The SEC’s approach to cryptocurrencies and digital tokens is still evolving, but based on the SEC’s limited enforcement history and published guidance, the SEC seems to place higher levels of scrutiny on sales of tokens where the underlying technology of platform has not yet been developed, where the intent is for tokens to be traded on secondary markets, and where representations regarding the potential for profit are made to investors.
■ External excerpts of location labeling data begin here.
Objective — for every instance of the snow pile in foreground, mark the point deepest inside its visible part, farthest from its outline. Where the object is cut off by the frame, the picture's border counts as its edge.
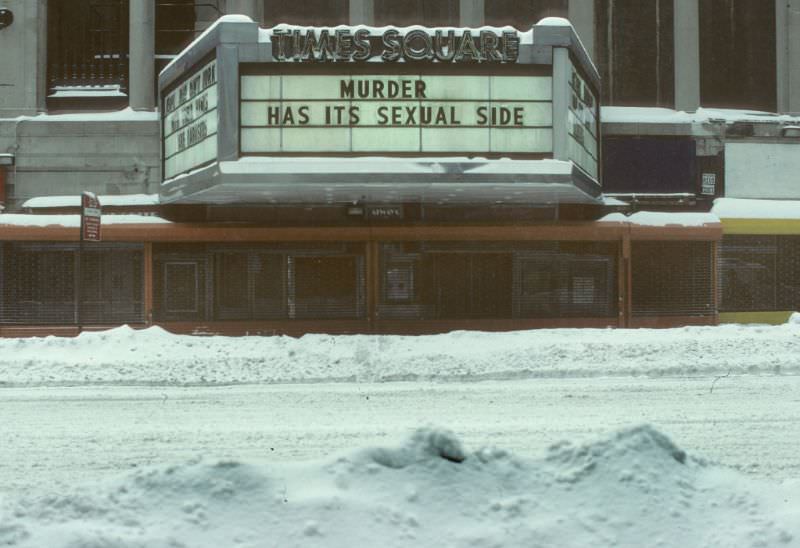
(634, 488)
(156, 357)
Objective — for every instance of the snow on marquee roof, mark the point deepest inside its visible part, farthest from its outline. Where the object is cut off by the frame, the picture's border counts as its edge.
(389, 164)
(656, 115)
(74, 221)
(124, 115)
(733, 208)
(124, 200)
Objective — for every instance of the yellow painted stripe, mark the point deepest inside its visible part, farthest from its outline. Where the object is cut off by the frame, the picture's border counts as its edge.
(761, 226)
(773, 318)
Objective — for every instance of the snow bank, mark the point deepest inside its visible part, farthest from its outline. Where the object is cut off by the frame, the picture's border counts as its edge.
(633, 488)
(155, 357)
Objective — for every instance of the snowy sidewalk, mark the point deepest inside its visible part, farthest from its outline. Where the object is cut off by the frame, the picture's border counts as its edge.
(157, 358)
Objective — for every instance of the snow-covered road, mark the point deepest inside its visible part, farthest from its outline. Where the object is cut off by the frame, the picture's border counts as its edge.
(53, 436)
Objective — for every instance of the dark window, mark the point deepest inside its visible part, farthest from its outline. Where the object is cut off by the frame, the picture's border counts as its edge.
(319, 13)
(180, 291)
(39, 284)
(648, 165)
(175, 24)
(232, 286)
(469, 285)
(737, 54)
(269, 282)
(87, 46)
(567, 280)
(249, 285)
(672, 278)
(452, 280)
(325, 287)
(182, 288)
(759, 273)
(522, 14)
(112, 289)
(431, 13)
(634, 52)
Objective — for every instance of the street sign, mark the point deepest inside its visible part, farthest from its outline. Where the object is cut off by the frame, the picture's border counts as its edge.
(90, 217)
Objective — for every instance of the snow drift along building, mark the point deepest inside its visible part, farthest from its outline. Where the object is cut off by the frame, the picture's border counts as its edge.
(359, 179)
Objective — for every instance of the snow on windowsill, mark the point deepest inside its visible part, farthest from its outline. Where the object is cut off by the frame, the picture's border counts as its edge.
(658, 115)
(738, 208)
(663, 219)
(74, 221)
(123, 200)
(124, 115)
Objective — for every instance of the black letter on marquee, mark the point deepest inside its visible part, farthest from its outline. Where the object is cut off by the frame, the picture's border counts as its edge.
(346, 89)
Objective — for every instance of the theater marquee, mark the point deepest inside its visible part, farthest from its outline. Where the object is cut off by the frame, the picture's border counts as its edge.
(377, 116)
(380, 113)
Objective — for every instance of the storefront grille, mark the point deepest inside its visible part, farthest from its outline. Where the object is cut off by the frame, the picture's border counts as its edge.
(672, 278)
(40, 284)
(270, 282)
(759, 273)
(463, 280)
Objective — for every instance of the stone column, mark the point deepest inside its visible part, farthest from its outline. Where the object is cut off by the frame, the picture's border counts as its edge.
(581, 15)
(471, 13)
(687, 54)
(245, 7)
(787, 43)
(141, 80)
(362, 12)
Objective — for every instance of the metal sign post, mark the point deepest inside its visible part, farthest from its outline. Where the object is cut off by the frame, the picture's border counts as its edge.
(90, 230)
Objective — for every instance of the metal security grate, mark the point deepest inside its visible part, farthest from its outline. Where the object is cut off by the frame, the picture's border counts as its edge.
(259, 282)
(759, 273)
(672, 278)
(461, 280)
(39, 284)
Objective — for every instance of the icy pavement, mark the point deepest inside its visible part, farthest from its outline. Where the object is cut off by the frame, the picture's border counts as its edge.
(632, 488)
(144, 439)
(155, 357)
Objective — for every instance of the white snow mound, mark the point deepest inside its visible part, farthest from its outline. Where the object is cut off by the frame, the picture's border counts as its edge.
(634, 488)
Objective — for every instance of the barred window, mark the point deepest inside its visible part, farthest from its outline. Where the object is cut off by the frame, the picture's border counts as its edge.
(259, 282)
(672, 278)
(39, 284)
(463, 280)
(759, 273)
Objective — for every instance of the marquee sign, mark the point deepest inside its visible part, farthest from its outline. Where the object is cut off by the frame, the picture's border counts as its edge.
(189, 122)
(443, 45)
(377, 113)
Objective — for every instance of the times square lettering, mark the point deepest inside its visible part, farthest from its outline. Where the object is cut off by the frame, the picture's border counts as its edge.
(350, 90)
(344, 45)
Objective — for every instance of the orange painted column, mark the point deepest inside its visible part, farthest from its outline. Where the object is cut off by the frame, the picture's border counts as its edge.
(625, 281)
(148, 283)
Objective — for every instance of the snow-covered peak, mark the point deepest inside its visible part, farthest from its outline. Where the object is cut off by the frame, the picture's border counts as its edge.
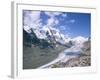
(27, 29)
(79, 40)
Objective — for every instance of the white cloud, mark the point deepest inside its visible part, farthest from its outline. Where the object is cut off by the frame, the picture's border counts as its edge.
(53, 14)
(32, 19)
(72, 20)
(64, 15)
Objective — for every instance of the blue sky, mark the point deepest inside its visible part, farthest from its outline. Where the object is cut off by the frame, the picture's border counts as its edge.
(69, 23)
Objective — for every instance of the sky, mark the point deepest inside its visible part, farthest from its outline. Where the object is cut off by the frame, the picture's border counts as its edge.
(69, 23)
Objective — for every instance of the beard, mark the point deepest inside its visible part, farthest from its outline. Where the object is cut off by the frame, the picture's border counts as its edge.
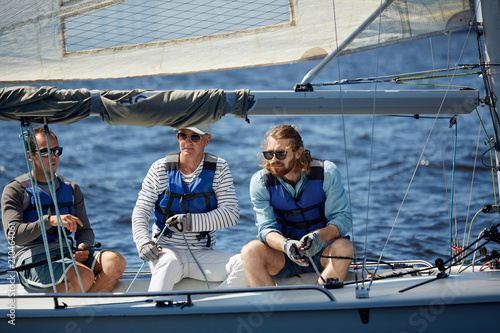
(283, 170)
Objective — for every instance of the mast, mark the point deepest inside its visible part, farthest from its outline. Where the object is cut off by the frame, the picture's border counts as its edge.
(491, 25)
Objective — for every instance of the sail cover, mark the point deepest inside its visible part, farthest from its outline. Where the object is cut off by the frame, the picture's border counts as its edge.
(61, 40)
(175, 108)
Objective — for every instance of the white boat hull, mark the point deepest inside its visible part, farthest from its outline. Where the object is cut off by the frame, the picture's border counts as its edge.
(440, 305)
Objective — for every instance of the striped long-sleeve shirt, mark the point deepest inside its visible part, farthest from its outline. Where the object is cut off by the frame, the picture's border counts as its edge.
(225, 215)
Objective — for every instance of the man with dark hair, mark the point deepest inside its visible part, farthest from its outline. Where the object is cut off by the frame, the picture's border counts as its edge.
(99, 271)
(301, 211)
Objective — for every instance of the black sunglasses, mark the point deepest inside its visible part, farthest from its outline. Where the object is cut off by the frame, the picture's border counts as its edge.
(195, 138)
(57, 151)
(280, 155)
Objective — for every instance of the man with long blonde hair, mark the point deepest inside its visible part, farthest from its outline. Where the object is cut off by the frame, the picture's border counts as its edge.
(301, 211)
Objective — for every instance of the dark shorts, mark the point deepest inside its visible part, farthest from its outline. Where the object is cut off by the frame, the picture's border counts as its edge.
(38, 280)
(291, 269)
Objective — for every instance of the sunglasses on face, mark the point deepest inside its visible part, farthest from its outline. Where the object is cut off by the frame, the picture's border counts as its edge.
(280, 155)
(57, 151)
(195, 138)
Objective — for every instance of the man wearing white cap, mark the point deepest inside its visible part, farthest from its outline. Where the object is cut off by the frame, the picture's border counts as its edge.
(191, 194)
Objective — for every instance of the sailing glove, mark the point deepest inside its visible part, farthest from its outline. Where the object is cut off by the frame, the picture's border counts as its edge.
(180, 223)
(311, 243)
(149, 251)
(291, 249)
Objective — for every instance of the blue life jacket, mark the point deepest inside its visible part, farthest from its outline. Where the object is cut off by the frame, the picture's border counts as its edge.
(179, 198)
(65, 204)
(304, 214)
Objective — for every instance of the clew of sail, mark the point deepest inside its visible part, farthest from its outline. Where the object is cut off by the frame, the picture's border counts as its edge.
(61, 40)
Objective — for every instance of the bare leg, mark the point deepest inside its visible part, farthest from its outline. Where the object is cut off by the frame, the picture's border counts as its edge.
(336, 268)
(261, 263)
(108, 270)
(86, 275)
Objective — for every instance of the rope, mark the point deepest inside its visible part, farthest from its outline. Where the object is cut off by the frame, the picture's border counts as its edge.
(144, 261)
(314, 266)
(196, 261)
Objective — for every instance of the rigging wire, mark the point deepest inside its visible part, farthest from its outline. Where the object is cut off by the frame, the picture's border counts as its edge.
(345, 140)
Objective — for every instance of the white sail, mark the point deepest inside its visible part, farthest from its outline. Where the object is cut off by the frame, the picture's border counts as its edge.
(61, 40)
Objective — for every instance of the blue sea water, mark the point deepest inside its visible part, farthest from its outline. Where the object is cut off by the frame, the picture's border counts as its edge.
(377, 156)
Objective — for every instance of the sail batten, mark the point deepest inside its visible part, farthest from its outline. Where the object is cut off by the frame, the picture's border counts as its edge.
(50, 40)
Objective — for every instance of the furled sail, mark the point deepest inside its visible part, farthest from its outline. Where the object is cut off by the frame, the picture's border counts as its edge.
(176, 108)
(60, 40)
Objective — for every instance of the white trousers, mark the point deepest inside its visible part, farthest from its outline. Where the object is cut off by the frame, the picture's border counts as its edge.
(174, 264)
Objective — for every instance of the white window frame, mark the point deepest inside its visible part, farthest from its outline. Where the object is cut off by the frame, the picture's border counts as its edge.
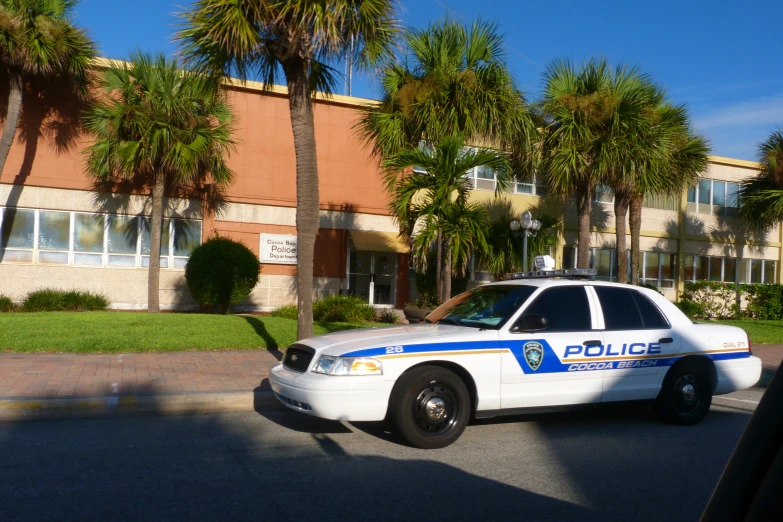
(138, 256)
It is understandable that businesses seeking to sell digital tokens attempt to avoid the SEC’s registration requirements, as registration can be an expensive process and often cost-prohibitive for start-up companies. For businesses considering digital token sales of their own, one way to avoid the possibility of post-sale enforcement action by the SEC—without being subjected to registration requirements—could be to contact the SEC in advance of any sale with a detailed description of the digital token—including a description of the blockchain network, platform, digital token use, and sale procedures—in the hopes of obtaining a “no action” letter from the SEC. A “no action” letter informs businesses that if a token sale proceeds as described, tokens will not be subjected to securities regulation.
Requests for “no action” letters are not new—as businesses have made them in other contexts for years, such as the example of sports teams seeking “no action” letters for the proposed sale of “personal seat licenses”—but few businesses have obtained “no action” letters in the context of a token sale. This year, the SEC has issued its first two no action letters in the crypto context: Pocketful of Quarters, Inc. obtained a no action letter in connection with its proposed sale of a digital gaming token and TurnKey Jet, Inc. received a no action letter regarding its proposal to deploy token technology in conjunction with a private jet service.
Given that responding to SEC subpoenas and potentially litigating against the SEC—a daunting task now facing Telegram—can be as or even more costly than complying with securities registration requirements, businesses would be well-advised to consider taking the “no action” letter approach with any planned token sale, especially during this ongoing period of SEC enforcement uncertainty.
As for Telegram, the next step is a hearing on October 24 before Judge P. Kevin Castel of the U.S. District Court for the Southern District of New York, during which the SEC will seek to have the temporary restraining order converted into a preliminary injunction. If Telegram is able to succeed at the preliminary injunction hearing, however, that could mark a turning point in the ongoing tug-of-war between token issuers and the SEC.